Listeners will be happy to know that the outtakes are, for the most part, just as good. “It’s Too Late Brother” is an obvious rewrite of Little Walter’s “My Babe” but that doesn’t mean it’s not great. The band stretches out (Spahn is just jaw dropping here) while Wells gets into an almost psychedelic bag scatting through his harp microphone. On “Warming Up”, we hear Spahn and Guy unlimbering their able fingers and having a laugh in the process. On “Love My Baby”, Buddy Guy pulls out the licks that had already made Jimi Hendrix one of his biggest fans and would eventually see him recording albums with more guest stars than late-period Sinatra. A slightly heavier take of “I Could Have Had Religion” follows and is interesting for its lyric differences (among other things Wells sings that he’s been a soldier in Vietnam and never thought he’d get home). “Rock Me”, a tribute to the then hospitalized Muddy Waters (he’d been in a near fatal car accident shortly before the recording sessions) is next and could have easily been first class material on the original release.

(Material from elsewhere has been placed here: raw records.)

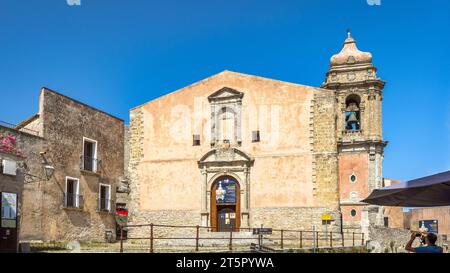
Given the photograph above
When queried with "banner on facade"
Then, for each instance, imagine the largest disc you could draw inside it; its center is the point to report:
(429, 226)
(9, 210)
(226, 191)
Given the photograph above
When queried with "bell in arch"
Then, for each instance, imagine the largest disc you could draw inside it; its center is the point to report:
(352, 121)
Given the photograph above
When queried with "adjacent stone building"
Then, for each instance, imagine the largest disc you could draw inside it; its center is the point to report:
(237, 151)
(81, 160)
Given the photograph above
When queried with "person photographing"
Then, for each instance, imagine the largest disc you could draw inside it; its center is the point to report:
(427, 243)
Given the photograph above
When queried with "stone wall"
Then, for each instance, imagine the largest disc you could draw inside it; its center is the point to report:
(392, 240)
(30, 174)
(325, 167)
(296, 218)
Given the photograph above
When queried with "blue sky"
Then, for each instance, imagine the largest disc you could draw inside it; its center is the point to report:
(117, 54)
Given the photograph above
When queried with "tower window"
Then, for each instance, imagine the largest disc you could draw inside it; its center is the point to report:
(196, 140)
(353, 178)
(352, 113)
(255, 136)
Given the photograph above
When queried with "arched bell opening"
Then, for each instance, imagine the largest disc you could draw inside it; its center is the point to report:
(352, 113)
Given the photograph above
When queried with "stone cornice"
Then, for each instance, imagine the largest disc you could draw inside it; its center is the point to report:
(339, 85)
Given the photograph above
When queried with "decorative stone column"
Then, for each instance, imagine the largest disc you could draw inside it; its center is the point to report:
(204, 201)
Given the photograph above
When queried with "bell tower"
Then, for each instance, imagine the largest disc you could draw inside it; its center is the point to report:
(358, 91)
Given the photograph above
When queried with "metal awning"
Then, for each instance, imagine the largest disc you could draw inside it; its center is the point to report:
(430, 191)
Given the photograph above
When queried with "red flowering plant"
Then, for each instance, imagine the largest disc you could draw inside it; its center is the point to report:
(8, 144)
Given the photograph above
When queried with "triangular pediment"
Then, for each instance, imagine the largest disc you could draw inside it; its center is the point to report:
(225, 93)
(223, 156)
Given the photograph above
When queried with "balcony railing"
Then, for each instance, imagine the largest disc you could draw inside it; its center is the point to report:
(89, 163)
(74, 201)
(105, 204)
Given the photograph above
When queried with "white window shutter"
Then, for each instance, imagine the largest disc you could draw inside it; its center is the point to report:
(9, 167)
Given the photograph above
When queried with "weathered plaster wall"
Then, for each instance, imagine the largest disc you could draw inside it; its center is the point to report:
(65, 123)
(163, 162)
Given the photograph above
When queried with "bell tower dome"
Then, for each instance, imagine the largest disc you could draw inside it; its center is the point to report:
(358, 91)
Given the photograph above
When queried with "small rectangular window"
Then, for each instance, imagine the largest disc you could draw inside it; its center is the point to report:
(72, 198)
(255, 136)
(196, 140)
(105, 197)
(9, 167)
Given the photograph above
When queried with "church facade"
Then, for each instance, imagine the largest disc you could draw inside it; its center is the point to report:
(236, 151)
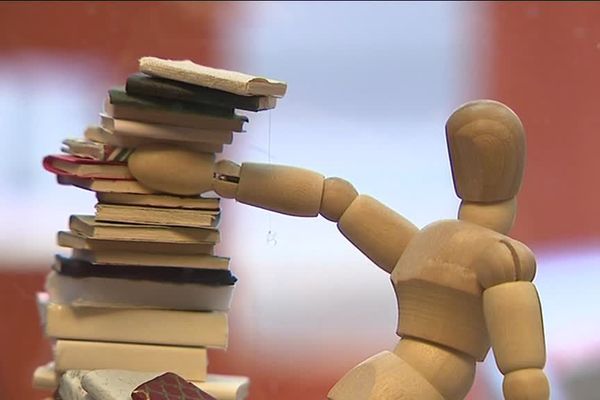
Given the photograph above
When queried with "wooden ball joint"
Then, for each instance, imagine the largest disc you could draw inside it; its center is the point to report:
(462, 285)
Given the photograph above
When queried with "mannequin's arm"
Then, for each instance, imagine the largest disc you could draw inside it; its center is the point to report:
(376, 230)
(513, 317)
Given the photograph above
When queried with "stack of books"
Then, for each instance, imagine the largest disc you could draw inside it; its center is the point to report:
(142, 290)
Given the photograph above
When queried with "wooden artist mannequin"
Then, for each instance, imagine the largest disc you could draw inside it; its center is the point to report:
(462, 285)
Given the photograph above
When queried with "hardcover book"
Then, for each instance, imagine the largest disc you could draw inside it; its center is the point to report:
(164, 132)
(136, 293)
(104, 185)
(156, 216)
(154, 250)
(169, 327)
(87, 225)
(85, 148)
(159, 200)
(189, 362)
(86, 168)
(120, 104)
(125, 140)
(144, 85)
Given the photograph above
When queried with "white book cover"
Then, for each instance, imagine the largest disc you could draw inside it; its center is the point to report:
(131, 325)
(110, 384)
(188, 362)
(112, 292)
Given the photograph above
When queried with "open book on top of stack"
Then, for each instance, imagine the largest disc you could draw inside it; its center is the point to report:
(142, 289)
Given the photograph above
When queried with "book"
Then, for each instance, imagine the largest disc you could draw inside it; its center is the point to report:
(85, 148)
(104, 185)
(164, 132)
(86, 225)
(101, 135)
(120, 104)
(169, 386)
(153, 250)
(111, 384)
(44, 377)
(159, 200)
(189, 362)
(152, 260)
(214, 78)
(144, 85)
(214, 271)
(156, 216)
(219, 275)
(70, 385)
(135, 293)
(131, 325)
(86, 168)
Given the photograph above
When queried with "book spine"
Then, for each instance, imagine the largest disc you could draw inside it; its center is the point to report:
(178, 328)
(188, 362)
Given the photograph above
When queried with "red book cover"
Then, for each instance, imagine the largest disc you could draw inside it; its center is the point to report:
(67, 165)
(169, 386)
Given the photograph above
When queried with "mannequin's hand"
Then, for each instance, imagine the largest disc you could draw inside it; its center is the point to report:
(173, 169)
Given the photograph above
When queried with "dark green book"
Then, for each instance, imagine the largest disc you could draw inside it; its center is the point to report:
(144, 85)
(122, 105)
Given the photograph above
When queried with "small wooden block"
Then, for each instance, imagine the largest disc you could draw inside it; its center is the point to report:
(227, 81)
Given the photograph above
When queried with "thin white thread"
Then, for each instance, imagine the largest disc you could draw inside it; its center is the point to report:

The dynamics and feel this band could create must be heard to be believed. Yet more top harp work from Junior. “Lexington Movie” is a brief spoken bit that’s both hilarious and a time capsule of another time. Things wrap up with the riffing blues-rocker “Got to the Blues” with Johnson’s bass thumping like a Southside Jack Bruce and Wells effortlessly mixing that amazing voice and sublime blues harp (there’s a great imitation of Howling Wolf included free-of-charge). Great to finally hear it after four decades.

Southside Blues Jam is the sound of five great musicians paying homage to the past, standing their ground in a turbulent era when the blues was in sharp decline among young Afro-Americans and finally realizing, a bit reluctantly, that the torch was being passed on to them. This great record reminds us of what capable hands it was ultimately placed into.